The following is an extremely rough (lots of pieces missing) example:

// These are the kind of atomic operations that we can do:
struct read_string { /* ... */ };
struct write_string { /* ... */ };
struct read_int { /* ... */ };
struct write_int { /* ... */ };

// These are the different protocol versions
typedef vector<read_string, write_int> Protocol1;
typedef vector<read_int, read_string, write_int> Protocol2;
typedef vector<read_int, write_int, read_string, write_int> Protocol3;

// This type *does* the work for a given atomic operation
struct DoAtomicOp {
  void operator ()(read_string & rs) const { ... }
  void operator ()(write_string & ws) const { ... }
  void operator ()(read_int & ri) const { ... }
  void operator ()(write_int & wi) const { ... }
};

template <typename Protocol> void doProtWork ( ... ) {
  Protocl prot;
  for_each (prot, DoAtomicOp (...));
}

Because the protocl version is dynamic you'll need a single top level switch statement to determine which protocl to use.

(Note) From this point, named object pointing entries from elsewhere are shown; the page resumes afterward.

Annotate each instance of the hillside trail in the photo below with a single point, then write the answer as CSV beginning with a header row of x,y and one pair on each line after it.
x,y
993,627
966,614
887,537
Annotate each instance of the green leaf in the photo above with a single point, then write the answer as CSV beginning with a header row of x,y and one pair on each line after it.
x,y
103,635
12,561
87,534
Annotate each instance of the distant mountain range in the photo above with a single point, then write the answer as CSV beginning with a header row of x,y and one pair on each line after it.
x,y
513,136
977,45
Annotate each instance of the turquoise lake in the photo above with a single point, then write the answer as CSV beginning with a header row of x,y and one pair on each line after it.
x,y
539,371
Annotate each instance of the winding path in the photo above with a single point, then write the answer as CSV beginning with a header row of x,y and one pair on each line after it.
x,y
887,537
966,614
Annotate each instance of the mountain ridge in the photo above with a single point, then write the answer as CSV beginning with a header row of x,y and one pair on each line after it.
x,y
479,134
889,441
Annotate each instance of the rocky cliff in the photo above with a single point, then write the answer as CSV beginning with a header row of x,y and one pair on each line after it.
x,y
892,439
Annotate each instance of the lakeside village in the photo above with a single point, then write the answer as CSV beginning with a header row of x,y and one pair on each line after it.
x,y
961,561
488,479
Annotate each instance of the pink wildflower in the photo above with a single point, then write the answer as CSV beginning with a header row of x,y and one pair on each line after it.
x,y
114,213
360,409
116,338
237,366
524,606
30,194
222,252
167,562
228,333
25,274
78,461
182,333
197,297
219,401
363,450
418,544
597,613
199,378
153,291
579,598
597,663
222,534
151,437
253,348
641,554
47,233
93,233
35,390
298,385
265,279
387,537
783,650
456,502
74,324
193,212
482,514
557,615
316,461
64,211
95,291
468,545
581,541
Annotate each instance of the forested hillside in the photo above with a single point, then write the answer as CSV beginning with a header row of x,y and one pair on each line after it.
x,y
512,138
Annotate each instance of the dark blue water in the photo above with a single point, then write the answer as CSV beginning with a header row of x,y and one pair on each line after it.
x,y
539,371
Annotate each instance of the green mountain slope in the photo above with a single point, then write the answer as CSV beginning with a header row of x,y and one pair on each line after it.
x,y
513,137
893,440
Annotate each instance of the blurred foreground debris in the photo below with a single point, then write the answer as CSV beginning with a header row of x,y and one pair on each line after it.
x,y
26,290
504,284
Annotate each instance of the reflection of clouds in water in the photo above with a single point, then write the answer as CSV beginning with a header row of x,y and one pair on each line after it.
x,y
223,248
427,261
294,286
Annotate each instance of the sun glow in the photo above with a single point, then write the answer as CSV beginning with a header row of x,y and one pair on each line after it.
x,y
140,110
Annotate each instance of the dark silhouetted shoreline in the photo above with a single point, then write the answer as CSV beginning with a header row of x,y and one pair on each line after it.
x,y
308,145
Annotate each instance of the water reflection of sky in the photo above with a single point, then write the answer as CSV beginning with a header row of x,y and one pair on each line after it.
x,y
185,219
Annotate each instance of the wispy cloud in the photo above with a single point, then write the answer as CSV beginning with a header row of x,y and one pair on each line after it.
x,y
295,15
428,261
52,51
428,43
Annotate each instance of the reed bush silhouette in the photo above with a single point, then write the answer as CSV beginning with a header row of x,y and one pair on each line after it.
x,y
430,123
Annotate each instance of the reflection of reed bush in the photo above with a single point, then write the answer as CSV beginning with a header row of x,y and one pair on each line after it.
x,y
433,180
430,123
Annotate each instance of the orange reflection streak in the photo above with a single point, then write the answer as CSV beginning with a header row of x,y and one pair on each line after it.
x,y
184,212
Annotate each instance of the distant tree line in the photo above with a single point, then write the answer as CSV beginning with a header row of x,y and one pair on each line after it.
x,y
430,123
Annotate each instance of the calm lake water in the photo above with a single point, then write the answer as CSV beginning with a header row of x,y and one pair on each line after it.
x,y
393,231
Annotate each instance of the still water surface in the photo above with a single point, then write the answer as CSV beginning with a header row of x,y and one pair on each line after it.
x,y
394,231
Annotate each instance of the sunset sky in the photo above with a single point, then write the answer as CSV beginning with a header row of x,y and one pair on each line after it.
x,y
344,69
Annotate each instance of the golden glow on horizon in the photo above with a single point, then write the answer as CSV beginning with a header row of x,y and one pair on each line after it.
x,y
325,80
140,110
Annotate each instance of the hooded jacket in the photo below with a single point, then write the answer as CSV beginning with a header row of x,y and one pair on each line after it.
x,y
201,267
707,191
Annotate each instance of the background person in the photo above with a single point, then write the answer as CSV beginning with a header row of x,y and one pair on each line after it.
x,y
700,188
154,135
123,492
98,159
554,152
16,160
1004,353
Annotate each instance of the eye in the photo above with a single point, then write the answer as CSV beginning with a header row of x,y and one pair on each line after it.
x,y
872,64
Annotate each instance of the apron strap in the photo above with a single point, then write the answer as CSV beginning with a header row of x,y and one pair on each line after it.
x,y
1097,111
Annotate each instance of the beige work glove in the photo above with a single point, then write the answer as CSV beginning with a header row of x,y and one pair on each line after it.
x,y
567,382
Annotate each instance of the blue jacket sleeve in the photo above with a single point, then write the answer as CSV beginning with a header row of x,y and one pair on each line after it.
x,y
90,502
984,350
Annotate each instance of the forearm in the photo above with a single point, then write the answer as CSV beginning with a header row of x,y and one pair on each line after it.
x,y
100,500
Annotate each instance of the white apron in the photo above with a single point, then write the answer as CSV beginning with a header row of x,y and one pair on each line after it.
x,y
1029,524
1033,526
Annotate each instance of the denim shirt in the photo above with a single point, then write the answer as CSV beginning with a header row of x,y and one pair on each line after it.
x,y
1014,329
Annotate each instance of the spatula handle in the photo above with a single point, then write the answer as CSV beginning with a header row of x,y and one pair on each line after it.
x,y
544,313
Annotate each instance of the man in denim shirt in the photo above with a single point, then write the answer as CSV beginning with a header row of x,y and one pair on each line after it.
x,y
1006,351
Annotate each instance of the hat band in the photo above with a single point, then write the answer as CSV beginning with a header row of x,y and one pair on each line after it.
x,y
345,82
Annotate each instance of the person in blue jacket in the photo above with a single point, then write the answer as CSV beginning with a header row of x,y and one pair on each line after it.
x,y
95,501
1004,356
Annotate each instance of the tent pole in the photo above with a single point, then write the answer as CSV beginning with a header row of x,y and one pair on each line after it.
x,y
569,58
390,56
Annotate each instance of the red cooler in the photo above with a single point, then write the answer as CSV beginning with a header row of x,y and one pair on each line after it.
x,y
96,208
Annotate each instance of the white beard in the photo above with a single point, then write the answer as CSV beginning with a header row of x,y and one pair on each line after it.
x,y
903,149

void doWork (int protocol ...) {
  switch (protocol) {
  case PROTOCOL_1:
    doProtWork<Protocol1> (...);
    break;
  case PROTOCOL_2:
    doProtWork<Protocol2> (...);
    break;
  case PROTOCOL_3:
    doProtWork<Protocol3> (...);
    break;
  };
}

To add a new protocol (that uses existing types) you only need to do define the protocl sequence:

typedef vector<read_int, write_int, write_int, write_int> Protocol4;

And then add a new entry to the switch statement.

Richard Corden
This is a very interesting approach, thank you!
Thomi
A: 

I'm gonna agree with Pete Kirkham, I think it would be pretty unpleasant to maintain potentially 6 different versions of the classes to support the different protocol versions. If you can do it, it seems like it would be better to have the older versions just implement adapters to translate to the latest protocol so you only have one working protocol to maintain. You could still use an inheritance hierarchy like shown above, but the older protocol implementations just do an adaption then call the newest protocol.